Escrever um prefacio antes de mais é ter o privilégio de estudar uma obra que irá conhecer a luz do dia, que irá ser lida e estudada por todos quantos o desejarem, ler este registo da autora Fortunata Fialho é redescobrir a mulher a profissional da educação além da sensibilidade poética que já conhecia.

“A soma dos nossos dias” ou Diário de um ano lectivo como eu gosto de lhe chamar, mais que um relato de vida, é um livro de questões, uma obra de exorcismo da alma da autora, uma necessidade de partilha. Mais do que meros relatos do seu dia a dia a autora Fortunata Fialho convida-nos e chega mesmo a incitar-nos a uma profunda reflexão sobre que educação damos às nossas crianças, que mundo estamos colectivamente a criar.

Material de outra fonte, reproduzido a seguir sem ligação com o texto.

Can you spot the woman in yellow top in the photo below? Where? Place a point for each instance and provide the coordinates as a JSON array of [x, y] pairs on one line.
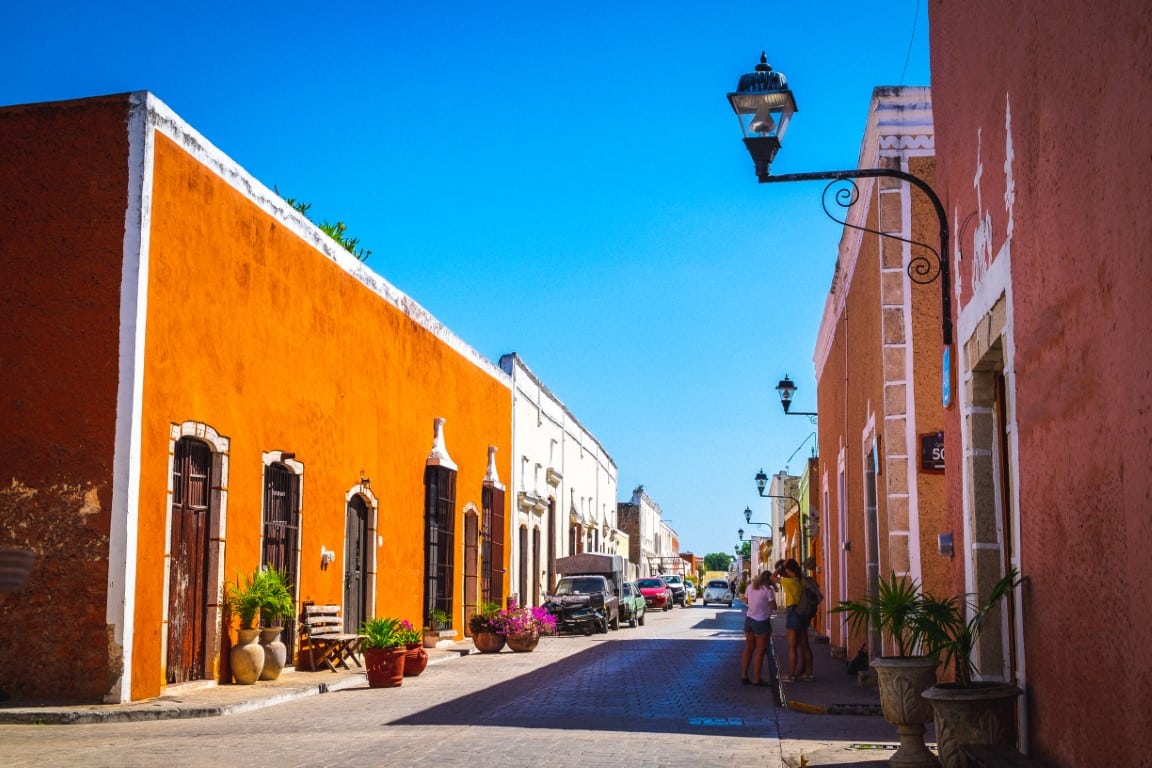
[[800, 652]]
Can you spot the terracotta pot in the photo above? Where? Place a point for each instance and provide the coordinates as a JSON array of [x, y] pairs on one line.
[[385, 667], [901, 681], [487, 641], [523, 643], [275, 653], [982, 714], [416, 660], [247, 658]]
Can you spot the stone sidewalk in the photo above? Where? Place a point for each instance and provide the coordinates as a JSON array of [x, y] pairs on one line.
[[209, 699]]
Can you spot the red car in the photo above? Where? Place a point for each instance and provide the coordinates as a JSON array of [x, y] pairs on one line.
[[657, 593]]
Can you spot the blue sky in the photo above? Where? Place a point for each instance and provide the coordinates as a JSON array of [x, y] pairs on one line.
[[563, 181]]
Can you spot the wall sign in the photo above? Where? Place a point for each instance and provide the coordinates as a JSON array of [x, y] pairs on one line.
[[932, 451]]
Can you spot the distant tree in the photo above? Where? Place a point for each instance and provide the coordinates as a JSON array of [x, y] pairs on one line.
[[717, 561], [335, 232]]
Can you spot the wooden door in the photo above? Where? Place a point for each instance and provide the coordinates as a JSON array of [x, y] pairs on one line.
[[191, 485], [355, 563]]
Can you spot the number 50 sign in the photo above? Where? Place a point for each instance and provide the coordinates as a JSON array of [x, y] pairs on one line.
[[932, 451]]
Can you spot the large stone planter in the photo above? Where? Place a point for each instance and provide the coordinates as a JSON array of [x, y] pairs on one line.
[[902, 681], [247, 658], [385, 667], [275, 653], [982, 714]]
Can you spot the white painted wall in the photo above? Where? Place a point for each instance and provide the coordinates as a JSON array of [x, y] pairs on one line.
[[555, 461]]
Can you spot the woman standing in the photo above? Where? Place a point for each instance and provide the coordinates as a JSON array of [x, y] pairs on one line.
[[760, 601], [800, 652]]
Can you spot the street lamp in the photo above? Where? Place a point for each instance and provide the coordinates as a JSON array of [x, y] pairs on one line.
[[786, 389], [764, 105]]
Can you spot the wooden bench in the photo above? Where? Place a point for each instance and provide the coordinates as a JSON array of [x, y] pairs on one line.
[[988, 755], [323, 638]]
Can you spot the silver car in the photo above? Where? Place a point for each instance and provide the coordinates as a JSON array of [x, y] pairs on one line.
[[718, 591]]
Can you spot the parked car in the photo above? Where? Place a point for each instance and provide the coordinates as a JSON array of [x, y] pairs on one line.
[[676, 585], [657, 594], [718, 591], [633, 605]]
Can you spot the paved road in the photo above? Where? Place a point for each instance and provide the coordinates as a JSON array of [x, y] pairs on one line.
[[664, 694]]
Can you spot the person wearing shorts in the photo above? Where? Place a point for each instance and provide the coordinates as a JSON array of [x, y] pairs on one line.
[[760, 601], [800, 652]]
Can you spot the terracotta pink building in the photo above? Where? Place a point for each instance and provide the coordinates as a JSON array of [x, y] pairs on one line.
[[1044, 146]]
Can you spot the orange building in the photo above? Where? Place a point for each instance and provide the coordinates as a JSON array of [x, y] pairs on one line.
[[197, 382], [878, 377]]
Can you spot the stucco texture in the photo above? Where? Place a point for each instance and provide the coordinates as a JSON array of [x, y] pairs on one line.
[[1044, 115], [62, 200]]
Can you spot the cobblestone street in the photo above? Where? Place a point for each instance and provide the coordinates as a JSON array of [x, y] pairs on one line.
[[664, 694]]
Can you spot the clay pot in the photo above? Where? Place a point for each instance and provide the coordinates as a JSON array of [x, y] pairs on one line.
[[247, 658]]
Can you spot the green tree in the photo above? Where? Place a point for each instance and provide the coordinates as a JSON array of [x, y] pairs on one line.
[[717, 561]]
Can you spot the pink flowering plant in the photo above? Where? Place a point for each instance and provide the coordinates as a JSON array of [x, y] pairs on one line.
[[409, 635], [527, 621]]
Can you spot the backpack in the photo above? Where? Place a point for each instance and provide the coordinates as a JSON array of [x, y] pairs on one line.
[[810, 598]]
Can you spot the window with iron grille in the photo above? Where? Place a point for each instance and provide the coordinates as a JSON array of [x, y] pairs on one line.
[[439, 529]]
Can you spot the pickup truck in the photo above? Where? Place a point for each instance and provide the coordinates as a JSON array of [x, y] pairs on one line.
[[586, 598]]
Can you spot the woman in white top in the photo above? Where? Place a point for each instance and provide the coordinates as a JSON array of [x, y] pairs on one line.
[[760, 600]]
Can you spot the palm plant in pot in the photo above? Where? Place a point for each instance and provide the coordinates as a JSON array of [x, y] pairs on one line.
[[275, 605], [245, 597], [384, 652], [968, 711], [897, 610]]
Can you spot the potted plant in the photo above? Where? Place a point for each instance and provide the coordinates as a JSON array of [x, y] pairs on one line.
[[897, 610], [384, 652], [245, 597], [523, 626], [275, 603], [438, 629], [416, 658], [968, 711], [486, 628]]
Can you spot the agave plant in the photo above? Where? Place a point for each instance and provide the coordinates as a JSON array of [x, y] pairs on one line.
[[949, 636], [897, 609]]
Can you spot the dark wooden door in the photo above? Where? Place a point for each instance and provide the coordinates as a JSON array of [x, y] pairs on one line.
[[191, 485], [281, 533], [355, 564]]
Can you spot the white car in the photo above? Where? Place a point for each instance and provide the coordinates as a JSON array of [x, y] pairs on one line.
[[718, 591]]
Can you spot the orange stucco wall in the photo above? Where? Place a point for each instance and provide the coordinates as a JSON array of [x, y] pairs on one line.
[[256, 334], [62, 199]]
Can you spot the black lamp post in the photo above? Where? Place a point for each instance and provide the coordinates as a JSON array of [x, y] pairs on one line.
[[786, 388], [764, 105]]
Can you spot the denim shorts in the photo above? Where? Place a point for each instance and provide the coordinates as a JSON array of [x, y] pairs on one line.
[[795, 621], [755, 626]]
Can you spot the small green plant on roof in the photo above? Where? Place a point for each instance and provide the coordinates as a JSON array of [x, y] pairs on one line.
[[336, 232]]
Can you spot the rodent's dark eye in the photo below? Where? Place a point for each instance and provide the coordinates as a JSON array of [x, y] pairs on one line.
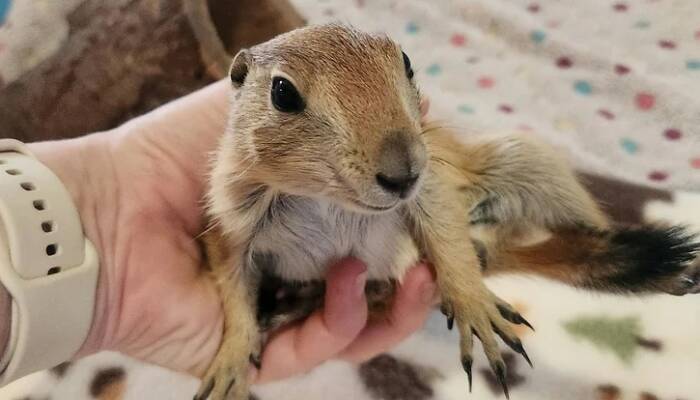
[[407, 65], [285, 96]]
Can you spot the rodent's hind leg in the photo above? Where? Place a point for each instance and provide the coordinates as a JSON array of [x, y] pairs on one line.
[[227, 377]]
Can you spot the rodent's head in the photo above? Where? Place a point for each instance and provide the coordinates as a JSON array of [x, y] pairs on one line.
[[329, 111]]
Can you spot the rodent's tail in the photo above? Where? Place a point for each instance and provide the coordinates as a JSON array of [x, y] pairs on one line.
[[645, 259]]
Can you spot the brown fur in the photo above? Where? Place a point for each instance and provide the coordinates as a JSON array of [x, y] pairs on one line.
[[292, 192]]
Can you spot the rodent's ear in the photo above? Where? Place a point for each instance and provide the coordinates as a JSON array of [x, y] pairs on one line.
[[239, 67]]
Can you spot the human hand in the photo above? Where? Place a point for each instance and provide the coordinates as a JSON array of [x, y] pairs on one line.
[[139, 189]]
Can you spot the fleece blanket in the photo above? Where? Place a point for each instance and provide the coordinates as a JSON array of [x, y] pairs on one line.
[[613, 84]]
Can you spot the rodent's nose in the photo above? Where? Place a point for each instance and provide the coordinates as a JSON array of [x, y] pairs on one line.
[[400, 185], [402, 159]]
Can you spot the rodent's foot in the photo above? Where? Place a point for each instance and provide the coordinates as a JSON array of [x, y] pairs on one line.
[[227, 378], [485, 318]]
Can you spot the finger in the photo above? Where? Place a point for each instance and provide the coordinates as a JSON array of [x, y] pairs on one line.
[[326, 332], [424, 107], [414, 300]]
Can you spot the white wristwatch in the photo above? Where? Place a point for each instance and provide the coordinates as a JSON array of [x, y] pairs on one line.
[[46, 264]]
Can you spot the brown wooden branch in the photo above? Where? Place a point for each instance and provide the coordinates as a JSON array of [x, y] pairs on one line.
[[125, 57]]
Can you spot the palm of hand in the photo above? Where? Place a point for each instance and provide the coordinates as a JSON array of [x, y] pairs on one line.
[[160, 306]]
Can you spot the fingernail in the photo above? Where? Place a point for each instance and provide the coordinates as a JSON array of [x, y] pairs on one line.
[[360, 284], [428, 293]]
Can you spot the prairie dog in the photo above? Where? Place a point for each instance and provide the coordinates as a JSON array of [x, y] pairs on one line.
[[326, 156]]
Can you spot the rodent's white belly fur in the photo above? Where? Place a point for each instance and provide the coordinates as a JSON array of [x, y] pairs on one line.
[[306, 236]]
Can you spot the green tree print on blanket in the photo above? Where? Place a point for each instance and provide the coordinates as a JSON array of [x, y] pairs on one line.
[[619, 335]]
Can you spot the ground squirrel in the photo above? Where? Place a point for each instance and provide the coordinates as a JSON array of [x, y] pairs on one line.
[[326, 156]]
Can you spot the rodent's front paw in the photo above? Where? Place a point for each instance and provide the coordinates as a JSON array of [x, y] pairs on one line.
[[485, 316], [227, 377]]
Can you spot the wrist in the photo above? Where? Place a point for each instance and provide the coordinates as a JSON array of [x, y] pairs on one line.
[[5, 319], [84, 165]]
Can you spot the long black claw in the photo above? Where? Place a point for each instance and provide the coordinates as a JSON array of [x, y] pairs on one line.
[[518, 347], [514, 316], [256, 361], [499, 368], [206, 392], [467, 365], [522, 321], [230, 386]]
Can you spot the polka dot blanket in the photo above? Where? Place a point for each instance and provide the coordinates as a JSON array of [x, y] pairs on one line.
[[615, 85]]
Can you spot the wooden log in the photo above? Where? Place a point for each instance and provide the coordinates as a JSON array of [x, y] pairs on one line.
[[125, 57]]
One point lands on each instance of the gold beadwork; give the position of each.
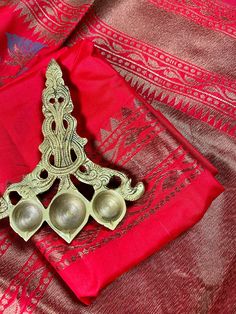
(63, 155)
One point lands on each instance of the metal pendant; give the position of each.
(63, 156)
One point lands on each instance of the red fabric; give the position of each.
(179, 181)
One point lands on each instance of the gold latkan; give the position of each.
(63, 155)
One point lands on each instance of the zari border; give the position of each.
(160, 77)
(210, 14)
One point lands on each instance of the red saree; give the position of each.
(129, 133)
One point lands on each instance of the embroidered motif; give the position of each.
(163, 176)
(211, 14)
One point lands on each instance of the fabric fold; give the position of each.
(125, 133)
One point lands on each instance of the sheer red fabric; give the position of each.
(179, 181)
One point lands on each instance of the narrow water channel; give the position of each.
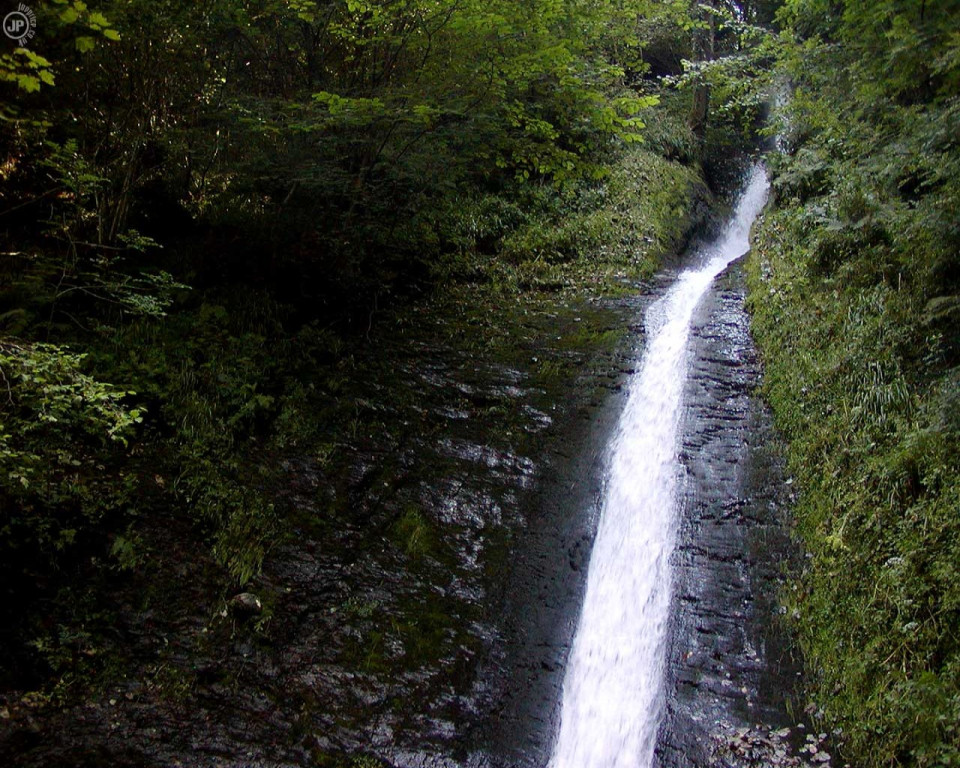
(613, 700)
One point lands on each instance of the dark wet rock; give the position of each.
(730, 662)
(246, 603)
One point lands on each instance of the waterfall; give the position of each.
(612, 700)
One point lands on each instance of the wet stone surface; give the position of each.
(425, 539)
(731, 679)
(420, 606)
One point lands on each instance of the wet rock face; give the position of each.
(421, 549)
(729, 664)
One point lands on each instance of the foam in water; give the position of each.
(613, 689)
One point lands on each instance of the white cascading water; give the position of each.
(613, 689)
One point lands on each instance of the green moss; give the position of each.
(859, 386)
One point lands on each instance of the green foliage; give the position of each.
(853, 283)
(59, 425)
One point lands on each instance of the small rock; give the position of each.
(246, 602)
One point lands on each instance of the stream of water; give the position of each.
(612, 700)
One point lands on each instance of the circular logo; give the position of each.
(20, 25)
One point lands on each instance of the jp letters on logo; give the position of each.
(20, 25)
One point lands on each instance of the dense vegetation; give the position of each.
(855, 293)
(205, 206)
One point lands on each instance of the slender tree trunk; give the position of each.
(705, 44)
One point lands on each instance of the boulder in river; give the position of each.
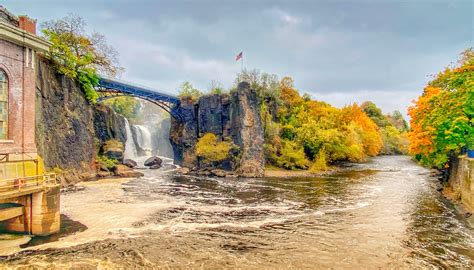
(130, 163)
(183, 170)
(153, 161)
(219, 173)
(113, 149)
(124, 171)
(154, 167)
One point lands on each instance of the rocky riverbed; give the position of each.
(387, 213)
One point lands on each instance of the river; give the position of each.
(386, 213)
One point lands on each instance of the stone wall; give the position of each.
(68, 128)
(232, 117)
(461, 180)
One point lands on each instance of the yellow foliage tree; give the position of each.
(210, 149)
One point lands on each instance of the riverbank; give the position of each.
(386, 213)
(276, 172)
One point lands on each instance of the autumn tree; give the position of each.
(187, 90)
(78, 55)
(442, 117)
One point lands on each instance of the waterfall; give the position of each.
(130, 149)
(143, 135)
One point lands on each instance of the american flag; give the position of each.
(239, 56)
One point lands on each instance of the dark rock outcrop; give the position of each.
(153, 161)
(68, 129)
(232, 117)
(108, 124)
(65, 134)
(130, 163)
(124, 171)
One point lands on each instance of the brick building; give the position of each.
(29, 199)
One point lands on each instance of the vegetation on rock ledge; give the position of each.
(442, 119)
(78, 55)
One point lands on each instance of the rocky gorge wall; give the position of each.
(461, 180)
(232, 117)
(68, 128)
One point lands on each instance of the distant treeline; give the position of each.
(301, 133)
(442, 123)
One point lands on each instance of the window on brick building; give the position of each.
(3, 105)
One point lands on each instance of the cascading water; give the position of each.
(143, 136)
(130, 149)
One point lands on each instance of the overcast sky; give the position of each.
(337, 51)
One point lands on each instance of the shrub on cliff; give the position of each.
(78, 55)
(126, 106)
(210, 149)
(187, 90)
(442, 119)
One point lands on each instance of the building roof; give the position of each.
(8, 17)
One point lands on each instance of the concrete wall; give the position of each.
(461, 181)
(21, 80)
(42, 219)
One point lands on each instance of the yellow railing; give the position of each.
(22, 183)
(24, 173)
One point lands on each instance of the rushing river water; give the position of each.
(385, 213)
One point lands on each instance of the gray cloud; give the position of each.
(339, 51)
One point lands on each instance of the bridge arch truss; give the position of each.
(108, 88)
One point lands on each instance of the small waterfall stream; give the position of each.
(130, 149)
(143, 139)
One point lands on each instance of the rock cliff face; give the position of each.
(233, 117)
(68, 128)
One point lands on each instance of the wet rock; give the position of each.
(169, 166)
(219, 173)
(130, 163)
(231, 117)
(113, 149)
(153, 161)
(124, 171)
(203, 173)
(183, 170)
(103, 174)
(154, 167)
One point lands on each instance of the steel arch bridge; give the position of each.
(109, 88)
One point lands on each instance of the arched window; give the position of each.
(3, 105)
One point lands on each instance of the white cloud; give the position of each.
(388, 101)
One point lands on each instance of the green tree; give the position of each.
(126, 106)
(187, 90)
(78, 55)
(375, 113)
(210, 149)
(442, 117)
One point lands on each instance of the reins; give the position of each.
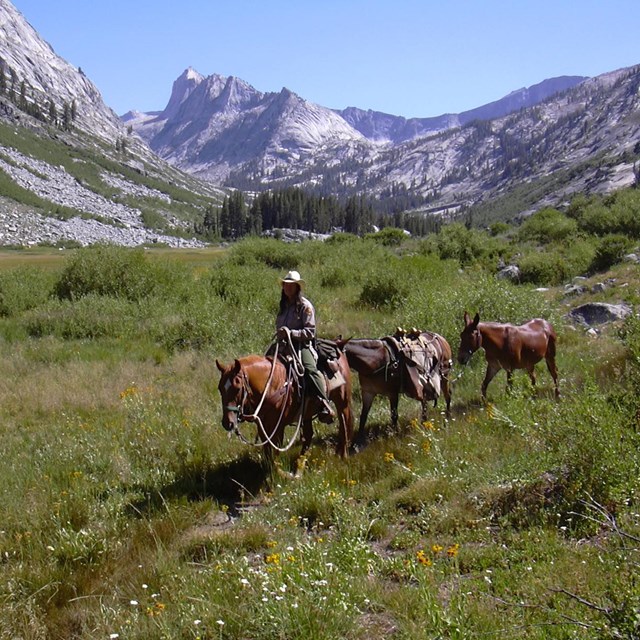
(254, 417)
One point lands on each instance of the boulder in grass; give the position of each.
(593, 313)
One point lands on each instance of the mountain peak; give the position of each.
(182, 88)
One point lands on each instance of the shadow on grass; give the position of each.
(229, 483)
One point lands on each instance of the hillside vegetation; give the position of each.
(128, 512)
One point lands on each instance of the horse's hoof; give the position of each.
(326, 417)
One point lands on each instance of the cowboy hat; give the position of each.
(293, 276)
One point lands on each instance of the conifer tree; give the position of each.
(3, 78)
(53, 113)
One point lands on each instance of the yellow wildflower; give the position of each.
(423, 559)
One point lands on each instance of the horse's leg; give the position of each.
(393, 406)
(342, 402)
(367, 400)
(446, 391)
(551, 365)
(307, 435)
(492, 369)
(425, 409)
(532, 376)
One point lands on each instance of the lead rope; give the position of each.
(254, 417)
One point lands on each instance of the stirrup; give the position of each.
(326, 415)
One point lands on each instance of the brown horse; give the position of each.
(380, 373)
(258, 389)
(509, 347)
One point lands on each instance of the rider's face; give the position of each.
(290, 289)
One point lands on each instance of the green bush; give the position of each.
(609, 251)
(457, 242)
(268, 251)
(389, 237)
(547, 226)
(543, 268)
(108, 270)
(92, 316)
(24, 288)
(385, 290)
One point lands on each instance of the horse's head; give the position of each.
(233, 393)
(470, 338)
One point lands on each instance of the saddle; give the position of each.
(328, 353)
(417, 359)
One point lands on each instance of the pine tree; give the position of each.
(3, 78)
(53, 113)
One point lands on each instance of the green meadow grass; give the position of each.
(128, 512)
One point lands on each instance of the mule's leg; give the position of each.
(393, 405)
(307, 435)
(345, 425)
(551, 365)
(446, 391)
(367, 400)
(492, 369)
(532, 376)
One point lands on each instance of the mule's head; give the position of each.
(232, 393)
(470, 338)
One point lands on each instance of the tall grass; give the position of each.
(128, 512)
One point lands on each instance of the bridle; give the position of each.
(242, 416)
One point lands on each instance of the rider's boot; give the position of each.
(326, 414)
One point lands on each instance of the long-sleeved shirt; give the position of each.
(300, 319)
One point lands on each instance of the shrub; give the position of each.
(268, 251)
(93, 316)
(609, 251)
(24, 288)
(546, 226)
(389, 237)
(457, 242)
(384, 291)
(543, 268)
(115, 271)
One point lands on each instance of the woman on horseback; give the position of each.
(296, 324)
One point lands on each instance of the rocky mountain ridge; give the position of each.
(222, 129)
(91, 179)
(104, 182)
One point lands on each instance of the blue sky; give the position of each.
(404, 57)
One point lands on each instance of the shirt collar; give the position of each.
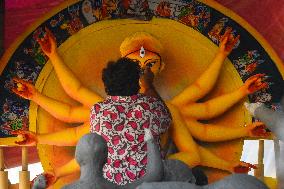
(124, 98)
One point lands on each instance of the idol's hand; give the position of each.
(26, 138)
(50, 179)
(24, 89)
(258, 129)
(227, 42)
(254, 83)
(147, 78)
(48, 43)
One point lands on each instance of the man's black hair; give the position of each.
(121, 78)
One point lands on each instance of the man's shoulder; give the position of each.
(149, 99)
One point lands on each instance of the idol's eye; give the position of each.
(151, 64)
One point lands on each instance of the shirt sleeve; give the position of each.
(94, 119)
(162, 118)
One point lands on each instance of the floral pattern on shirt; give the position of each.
(121, 120)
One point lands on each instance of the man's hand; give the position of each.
(24, 89)
(227, 42)
(254, 83)
(48, 43)
(251, 107)
(26, 138)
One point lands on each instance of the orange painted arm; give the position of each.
(66, 137)
(71, 85)
(203, 84)
(214, 107)
(183, 139)
(61, 110)
(215, 133)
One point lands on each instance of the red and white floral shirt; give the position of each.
(121, 120)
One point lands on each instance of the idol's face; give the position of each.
(149, 59)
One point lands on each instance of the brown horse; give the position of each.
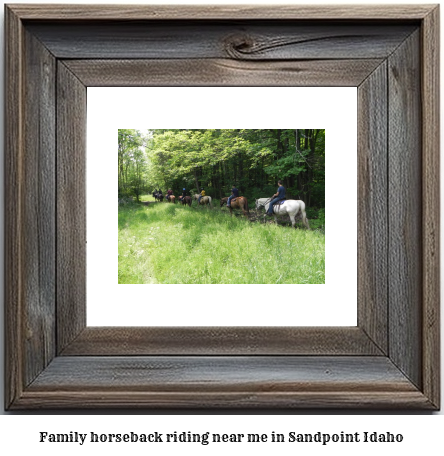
(204, 201)
(186, 200)
(238, 203)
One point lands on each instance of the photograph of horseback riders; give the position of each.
(221, 206)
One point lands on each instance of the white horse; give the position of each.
(290, 207)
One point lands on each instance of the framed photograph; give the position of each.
(390, 359)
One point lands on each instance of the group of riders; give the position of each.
(276, 198)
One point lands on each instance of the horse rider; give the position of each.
(202, 193)
(278, 196)
(234, 194)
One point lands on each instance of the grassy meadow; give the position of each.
(167, 243)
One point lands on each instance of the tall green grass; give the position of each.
(166, 243)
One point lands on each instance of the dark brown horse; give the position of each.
(186, 200)
(237, 203)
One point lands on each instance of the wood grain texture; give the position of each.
(232, 382)
(71, 206)
(430, 94)
(405, 209)
(13, 209)
(220, 12)
(372, 207)
(258, 40)
(39, 231)
(127, 341)
(89, 374)
(219, 72)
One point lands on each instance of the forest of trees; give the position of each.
(253, 160)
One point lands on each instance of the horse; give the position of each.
(158, 196)
(290, 207)
(239, 202)
(204, 200)
(186, 200)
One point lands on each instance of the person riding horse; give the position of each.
(202, 193)
(234, 194)
(278, 196)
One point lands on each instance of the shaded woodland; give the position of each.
(253, 160)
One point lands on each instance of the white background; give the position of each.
(19, 434)
(329, 304)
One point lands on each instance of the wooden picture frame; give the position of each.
(390, 360)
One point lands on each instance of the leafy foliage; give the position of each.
(253, 160)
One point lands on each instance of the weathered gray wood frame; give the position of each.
(390, 360)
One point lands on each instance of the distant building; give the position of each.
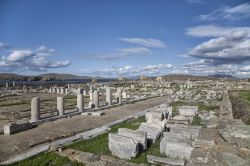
(143, 78)
(159, 79)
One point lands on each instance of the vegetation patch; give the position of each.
(47, 159)
(99, 144)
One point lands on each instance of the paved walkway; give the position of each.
(20, 142)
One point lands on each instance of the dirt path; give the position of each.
(20, 142)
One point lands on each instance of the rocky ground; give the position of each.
(20, 142)
(226, 140)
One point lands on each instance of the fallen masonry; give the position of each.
(139, 136)
(12, 128)
(163, 160)
(176, 148)
(122, 146)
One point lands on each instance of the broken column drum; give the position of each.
(35, 109)
(60, 106)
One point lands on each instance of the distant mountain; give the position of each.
(226, 76)
(45, 77)
(183, 77)
(11, 76)
(55, 76)
(197, 78)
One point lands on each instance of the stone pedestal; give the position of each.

Uma das coisas mais interessantes que a autora nos revela neste seu relato é o paralelismo entre as aulas e as viagens de carro, quase numa correspondência ainda que inadvertida entre o comportamento dos jovens na escola e a agressividade dos adultos na estrada. Mostra-nos também o desgaste físico e mental da vida de um profissional da educação, as suas dúvidas, as suas incertezas, as suas carências, às vezes mesmo o desespero da impotência de não se poder fazer melhor.

Ao longo deste livro as preocupações da professora mudam, muda o estado do tempo, muda o estado emocional dos alunos, a Primavera é anunciada não pelos pássaros ou pelo mudança de temperatura mas pelo namorico dos alunos, a violência abranda, o interesse dos alunos começa a subir um pouco, as aulas deixam de ser tão penosas, o trabalho de avaliação aumenta muito o tempo que se rouba à família.

Este livro é também ponteado por algumas situações de bom humor, uma delas mesmo quase no final, e numa situação séria e de enorme responsabilidade fez-me dar uma enorme gargalhada.

“Resumindo, nós devemos de ser seres excepcionais com os quais ninguém se mete, os super-heróis da correcção dos exames. Connosco a segurança é máxima, não precisamos de ajuda. E viva nós os correctores, só espero que ninguém se lembre de nos obrigar a vestir umas cuecas em cima de uns colãs como o super-homem. Se isso acontecer os ginásios vão ser invadidos por professores.”

Em resumo este livro “A soma dos nossos dias” é uma enorme pergunta, uma reflexão a ser feita por todos os educadores desta sociedade, o que e quem queremos ter amanhã? Que podem mais fazer estes enormes heróis que são os professores como formadores de homens e mulheres? Como os devemos apoiar?

Mais do que nos dar respostas a autora Fortunata Fialho deixa-nos muitíssimo bem e cheios de perguntas.

Um livro a ser lido e entendido na realidade de hoje, um livro a ser lido para edificar o amanhã.

Parabéns Fortunata fialho e um enorme obrigado pela honra que me destes ao ler este teu trabalho.